Napoleon for Dummies
By J. David Markham
Markham, J. David. Napoleon for Dummies. Indianapolis, IN: Wiley, 2005. 364 pages. ISBN# 0764597981. $19.99 US/$25.99 CAN. Paperback.
J. David Markham, president of the Napoleonic Alliance and author of Napoleon's Road to Glory, adds his contribution to the popular Dummies genre. Following the characteristic format, the book is laid out in easy to read chapters with references to other chapters and information throughout. A helpful 'Cheat Sheet' delineates Napoleon's military career and legacy. Then a foray into the French Revolution explains the chaos that gave a young Corsican officer the opportunity to rise in rank, while Napoleon's genius and ambition drove him to eventually dominate half of Europe.
Early chapters feature Napoleon's youth and family life on the island of Corsica. An overview of Napoleon's career follows, concentrating on his battles. Each battle is told with enough detail to interest the military-minded, but not so complex that others will feel intimidated. This section ends with his final exile on the remote island of St. Helena. Napoleon's possible death by poisoning and the surrounding controversy is discussed.
Special chapters describe Napoleon's innovations in warfare and contributions to France: his legal reforms, balancing France's budget, establishing the Bank of France, and, of course, his civil code. Known as the Code Napoléon, this system is the basis of French (and other European countries) law today. Napoleon also instituted equal-opportunity education and religious freedom. After liberating the Jews, he even suggested a Jewish homeland in Palestine in 1799! Napoleon was also a talented spin doctor. Through censorship and slanted media he promoted his grand empire to his subjects. Decorative arts and paintings showcased his glory.
Unfortunately, what goes up must come down. Napoleon's constant antagonism with Great Britain—except for the brief respite of the Peace of Amiens—weakened his rule. His disastrous Continental System, an effort to bring England to her knees economically, resulted in his allies rebelling against him and in part led to his fatal march into Russia. His wars in Spain further helped to drain his resources.
Napoleon's effort to unite Europe under himself had unexpected results. The independent German states rose together to defy his rule. Italy, however, credits Napoleon with its unification. A museum in Milan, the Museo de la Risorgimento, celebrates this with a collection of artifacts from Napoleon's two Italian campaigns as well as his coronation as King of Italy. Markham puts blame on the coalitions constantly rising against Napoleon—monarchs fearing the revolutionary reforms—for the continuation of the so-called Napoleonic Wars. He clarifies Napoleon's reasons for making himself Emperor of the French, from the more democratic First Consul.

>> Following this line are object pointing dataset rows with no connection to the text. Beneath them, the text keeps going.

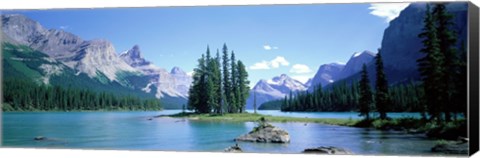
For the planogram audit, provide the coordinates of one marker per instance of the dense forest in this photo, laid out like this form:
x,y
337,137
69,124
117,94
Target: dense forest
x,y
219,85
25,95
441,93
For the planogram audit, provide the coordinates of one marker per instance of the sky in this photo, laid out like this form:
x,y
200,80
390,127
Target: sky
x,y
269,39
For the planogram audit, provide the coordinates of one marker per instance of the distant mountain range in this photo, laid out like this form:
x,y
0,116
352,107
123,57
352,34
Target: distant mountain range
x,y
276,88
97,59
329,73
281,86
57,57
400,49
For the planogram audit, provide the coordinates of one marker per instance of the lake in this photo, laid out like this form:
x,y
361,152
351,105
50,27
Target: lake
x,y
133,131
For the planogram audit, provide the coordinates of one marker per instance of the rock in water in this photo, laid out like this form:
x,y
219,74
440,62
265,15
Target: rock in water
x,y
452,148
40,138
266,134
327,150
234,149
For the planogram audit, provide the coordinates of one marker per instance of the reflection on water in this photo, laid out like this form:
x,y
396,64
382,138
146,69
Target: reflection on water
x,y
134,131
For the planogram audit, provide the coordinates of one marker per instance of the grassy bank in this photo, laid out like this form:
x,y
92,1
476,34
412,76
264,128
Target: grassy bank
x,y
250,117
6,107
450,131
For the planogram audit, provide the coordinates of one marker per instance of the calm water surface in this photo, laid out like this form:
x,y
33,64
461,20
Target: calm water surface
x,y
133,131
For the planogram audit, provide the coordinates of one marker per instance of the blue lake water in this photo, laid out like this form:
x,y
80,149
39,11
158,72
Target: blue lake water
x,y
133,131
343,115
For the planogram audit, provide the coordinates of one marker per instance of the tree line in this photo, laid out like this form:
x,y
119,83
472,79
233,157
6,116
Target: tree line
x,y
441,93
344,96
220,85
443,68
26,95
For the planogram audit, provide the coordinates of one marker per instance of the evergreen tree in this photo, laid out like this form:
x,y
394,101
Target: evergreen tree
x,y
217,74
431,67
254,102
381,88
226,78
461,83
447,41
365,94
210,91
243,85
234,93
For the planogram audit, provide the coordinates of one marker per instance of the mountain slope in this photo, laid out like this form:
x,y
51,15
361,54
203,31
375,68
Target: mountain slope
x,y
326,74
330,73
24,63
276,88
87,57
174,83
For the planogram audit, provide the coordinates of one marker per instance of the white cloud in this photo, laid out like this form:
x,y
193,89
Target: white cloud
x,y
264,65
389,11
64,27
268,47
300,69
302,78
275,63
279,60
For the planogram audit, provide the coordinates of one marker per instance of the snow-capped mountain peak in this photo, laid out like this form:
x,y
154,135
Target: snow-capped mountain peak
x,y
134,57
276,88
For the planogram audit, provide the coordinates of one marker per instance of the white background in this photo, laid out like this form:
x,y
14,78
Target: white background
x,y
71,153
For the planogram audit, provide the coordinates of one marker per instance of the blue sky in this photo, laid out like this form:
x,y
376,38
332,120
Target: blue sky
x,y
270,40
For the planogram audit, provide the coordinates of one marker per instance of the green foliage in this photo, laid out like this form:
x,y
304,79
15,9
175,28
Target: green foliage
x,y
250,117
442,70
25,95
366,100
207,93
271,105
381,88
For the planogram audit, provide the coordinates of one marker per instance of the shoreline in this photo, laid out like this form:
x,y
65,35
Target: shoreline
x,y
250,117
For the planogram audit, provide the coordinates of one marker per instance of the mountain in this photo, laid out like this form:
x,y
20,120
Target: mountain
x,y
182,80
276,88
87,63
329,73
355,63
401,45
96,58
21,62
174,83
326,74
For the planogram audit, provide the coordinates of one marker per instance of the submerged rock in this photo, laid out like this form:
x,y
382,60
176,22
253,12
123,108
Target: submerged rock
x,y
452,148
266,133
234,149
40,138
327,150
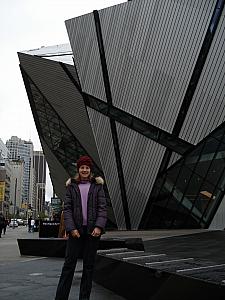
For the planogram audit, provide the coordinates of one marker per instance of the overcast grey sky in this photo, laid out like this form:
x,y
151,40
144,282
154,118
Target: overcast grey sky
x,y
24,25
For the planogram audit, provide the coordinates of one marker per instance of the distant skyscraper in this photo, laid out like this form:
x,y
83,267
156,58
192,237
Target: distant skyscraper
x,y
39,163
23,150
16,185
5,174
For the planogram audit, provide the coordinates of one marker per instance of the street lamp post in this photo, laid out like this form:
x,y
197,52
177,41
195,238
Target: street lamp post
x,y
14,208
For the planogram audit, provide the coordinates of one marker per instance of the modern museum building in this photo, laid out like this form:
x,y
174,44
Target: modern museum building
x,y
140,88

Napoleon's love life is given a quick run-thru; only his relationship with Josephine is allotted any fair amount of space. His second marriage to the arch duchess Marie Louise of Austria, and subsequent son, is told in brief. When the author talks of Marie Louise's poignant letters to Napoleon after their forced separation, an excerpt from those letters would have been apt. The emperor's numerous mistresses aren't even mentioned, except for Marie Waleska of Poland.
The work wraps up with 'The Tens': ten interesting battlefields to visit (the fact the author has visited them himself makes this part perfect); ten pieces of advice for Napoleon—get rid of Tallyrand and Fouché among them. A 'Napoleonic Timeline' is also included. As well as two maps: one of Napoleonic Europe and one a diagram of his battles.
Chatty and informal in style, Markham's account is often tongue-in-cheek, which keeps the reader amused and engaged. An example is the 'Biggest Bone-head of the Battle' award (page 232) going to Marshal Ney for his not using the infantry or spiking cannon at the Battle of Waterloo. Markham debunks tales told in other histories, such as Marbeuf, the French royal governor of Corsica, being Napoleon's real father.
Engravings, snuff boxes and other items from the author's amazing private collection are pictured throughout the book. I would have liked to have seen a few paintings by David and Gros, especially as they're mentioned in the text.
I found a few mistakes: page 41 states that Augustine Robespierre tried to commit suicide before his execution, when it was his brother Maximilien. And on page 120 Lucien Bonaparte is referred to as Napoleon's youngest brother; Jerome held that position.
Anti-Napoleonists will have much to argue about in Markham's very sympathetic portrayal. An overview of such a varied and controversial career as Napoleon's is a monumental task, and Markham does an excellent job.